Dernière mise à jour 30/05/2021 11:49

Pendant un moment, j'ai cru que j’étais mort. Cela dit, après la rouste que m'avait mise ce type masque, ça aurait été logique. Magnus, le Deuxième Cadre... À peine avais-je pensé à notre "combat", que j'ai été secoué de tremblements. Il était horriblement fort... Non... Il fallait que je pense à autre chose. J'allais mieux maintenant, ce qui m'a paru bizarre. Peut-être qu'on m'avait soigné ? Minehi sans doute. Je veux dire, dans l'état où j'étais, sans elle, j'aurais sans doute péri avant même d'arriver... Où, déjà ?

Je pensais avoir ouvert les yeux mais je ne voyais absolument rien autour de moi. De plus, je ne sentais même plus mes membres. Le temps que mes yeux s'accoutument à l'obscurité, j'ai pu retrouver peu à peu les sensations de mon corps. J'ai essayé de bouger mais je me suis rendu compte que mon bras droit était retenu par quelque chose de métallique au mur. J'ai tout de suite compris que c’étaient des chaînes. Mais, il y avait quelque chose d’étrange. Je sentais le peu de force que j'avais me quitter lentement, mais sûrement. J'ai tendu le bras et fait apparaître ma Keyblade.

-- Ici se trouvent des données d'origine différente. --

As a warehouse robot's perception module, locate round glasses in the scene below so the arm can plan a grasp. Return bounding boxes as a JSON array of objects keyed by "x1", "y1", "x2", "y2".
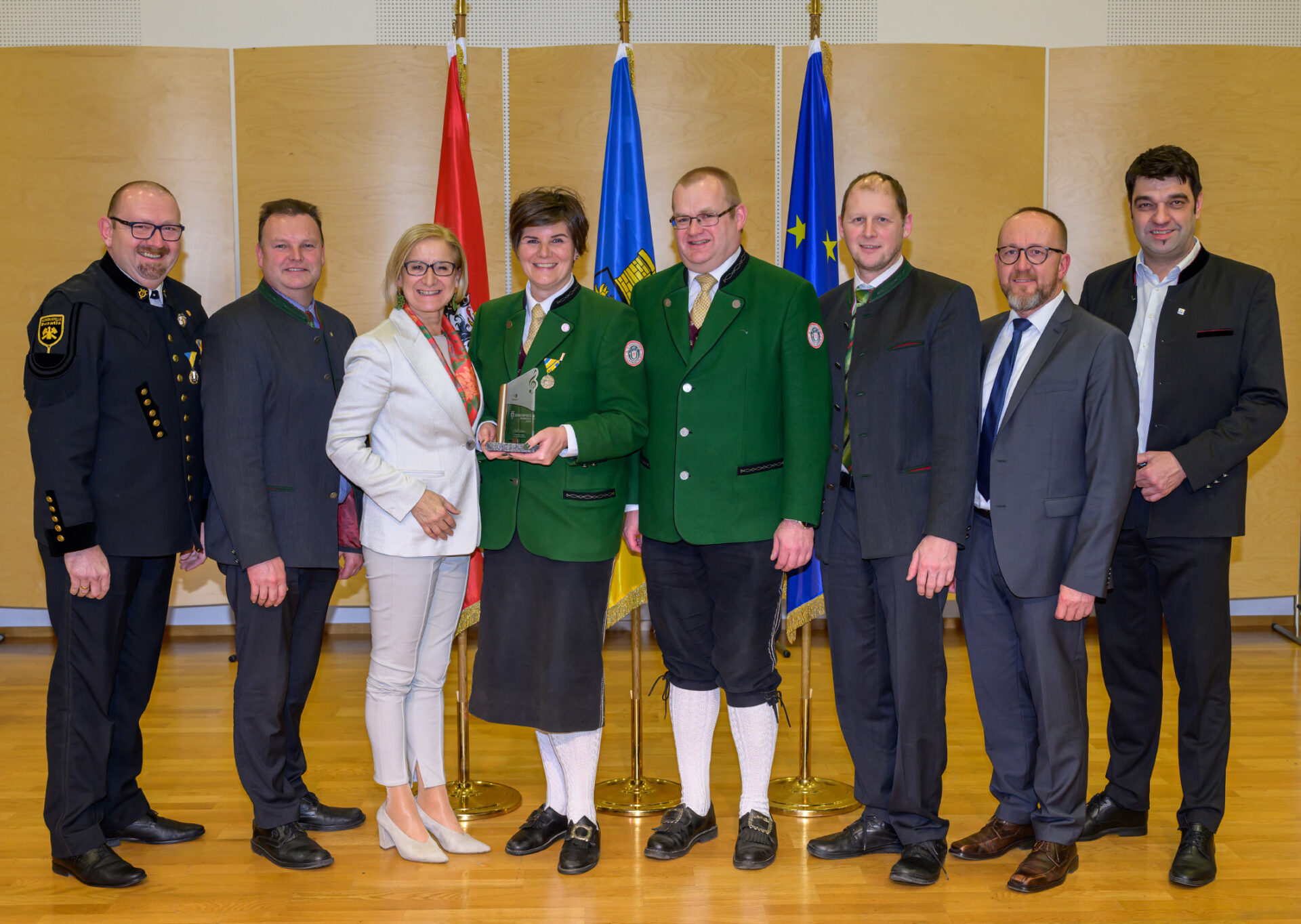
[{"x1": 994, "y1": 243, "x2": 1065, "y2": 266}]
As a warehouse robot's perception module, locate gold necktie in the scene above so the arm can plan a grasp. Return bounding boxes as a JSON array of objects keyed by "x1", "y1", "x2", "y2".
[
  {"x1": 691, "y1": 273, "x2": 716, "y2": 331},
  {"x1": 524, "y1": 305, "x2": 546, "y2": 353}
]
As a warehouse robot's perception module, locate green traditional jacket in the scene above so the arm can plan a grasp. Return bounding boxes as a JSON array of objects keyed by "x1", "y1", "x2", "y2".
[
  {"x1": 629, "y1": 250, "x2": 831, "y2": 545},
  {"x1": 470, "y1": 282, "x2": 648, "y2": 561}
]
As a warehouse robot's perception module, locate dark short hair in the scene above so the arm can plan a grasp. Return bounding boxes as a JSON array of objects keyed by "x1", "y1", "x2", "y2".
[
  {"x1": 840, "y1": 171, "x2": 908, "y2": 219},
  {"x1": 257, "y1": 199, "x2": 325, "y2": 243},
  {"x1": 510, "y1": 186, "x2": 588, "y2": 256},
  {"x1": 106, "y1": 180, "x2": 175, "y2": 215},
  {"x1": 1003, "y1": 206, "x2": 1067, "y2": 250},
  {"x1": 1126, "y1": 144, "x2": 1202, "y2": 202}
]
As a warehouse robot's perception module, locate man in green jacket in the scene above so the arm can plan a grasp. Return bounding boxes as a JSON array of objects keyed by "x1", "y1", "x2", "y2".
[{"x1": 623, "y1": 167, "x2": 831, "y2": 869}]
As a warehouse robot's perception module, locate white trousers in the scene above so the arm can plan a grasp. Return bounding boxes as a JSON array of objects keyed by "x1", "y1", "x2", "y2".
[{"x1": 363, "y1": 549, "x2": 470, "y2": 786}]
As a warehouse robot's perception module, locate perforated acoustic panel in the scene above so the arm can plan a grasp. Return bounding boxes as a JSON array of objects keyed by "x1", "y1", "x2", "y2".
[
  {"x1": 1107, "y1": 0, "x2": 1301, "y2": 45},
  {"x1": 375, "y1": 0, "x2": 877, "y2": 48},
  {"x1": 0, "y1": 0, "x2": 140, "y2": 47}
]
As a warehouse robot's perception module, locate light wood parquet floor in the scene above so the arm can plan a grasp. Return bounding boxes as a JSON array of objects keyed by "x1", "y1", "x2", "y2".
[{"x1": 0, "y1": 627, "x2": 1301, "y2": 924}]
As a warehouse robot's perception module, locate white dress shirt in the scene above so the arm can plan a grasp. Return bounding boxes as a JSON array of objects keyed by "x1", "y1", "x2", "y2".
[
  {"x1": 976, "y1": 291, "x2": 1065, "y2": 510},
  {"x1": 1130, "y1": 237, "x2": 1202, "y2": 453}
]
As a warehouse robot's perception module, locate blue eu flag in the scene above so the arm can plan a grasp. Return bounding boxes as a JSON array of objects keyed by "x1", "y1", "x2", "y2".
[
  {"x1": 782, "y1": 39, "x2": 840, "y2": 639},
  {"x1": 592, "y1": 43, "x2": 655, "y2": 302}
]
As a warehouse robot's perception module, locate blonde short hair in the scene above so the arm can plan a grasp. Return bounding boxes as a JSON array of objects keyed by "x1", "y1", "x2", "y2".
[{"x1": 384, "y1": 224, "x2": 468, "y2": 308}]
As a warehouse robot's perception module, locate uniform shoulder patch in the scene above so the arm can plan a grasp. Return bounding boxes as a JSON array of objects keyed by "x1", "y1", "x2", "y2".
[{"x1": 27, "y1": 303, "x2": 77, "y2": 379}]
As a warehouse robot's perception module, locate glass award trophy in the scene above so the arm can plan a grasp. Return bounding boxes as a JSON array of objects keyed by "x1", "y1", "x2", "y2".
[{"x1": 484, "y1": 369, "x2": 537, "y2": 453}]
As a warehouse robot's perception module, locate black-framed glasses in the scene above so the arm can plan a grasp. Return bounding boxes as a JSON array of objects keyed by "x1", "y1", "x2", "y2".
[
  {"x1": 402, "y1": 260, "x2": 457, "y2": 278},
  {"x1": 108, "y1": 215, "x2": 185, "y2": 240},
  {"x1": 994, "y1": 243, "x2": 1065, "y2": 266},
  {"x1": 669, "y1": 206, "x2": 737, "y2": 230}
]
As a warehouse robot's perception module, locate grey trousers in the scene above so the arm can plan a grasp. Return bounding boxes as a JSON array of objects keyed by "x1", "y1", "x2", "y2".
[{"x1": 363, "y1": 549, "x2": 470, "y2": 786}]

-         Mauvaise idée, étranger, a dit une voix.

J'ai regardé devant moi. Mes yeux s’étant enfin adaptés à l'environnement, j'ai pu distinguer le type qui avait parlé… De l'autre côté des barreaux.

J’étais en prison.

La cellule dans laquelle je me trouvais était entourée de murs de pierre. Le sol sombre était maculé de taches étranges sur lesquelles un épais nuage de poussière reposait. Mon regard a croisé celui d'un étrange insecte à huit pattes aussi gros que mon poing qui transportait une flopée d'insectes morts sur son dos. En somme, ma cellule avait l'air de ne jamais avoir été nettoyée. Si ma mère adoptive – la mère de Maxwell – avait été là, elle aurait fait un arrêt cardiaque, dingue de la propreté qu'elle est.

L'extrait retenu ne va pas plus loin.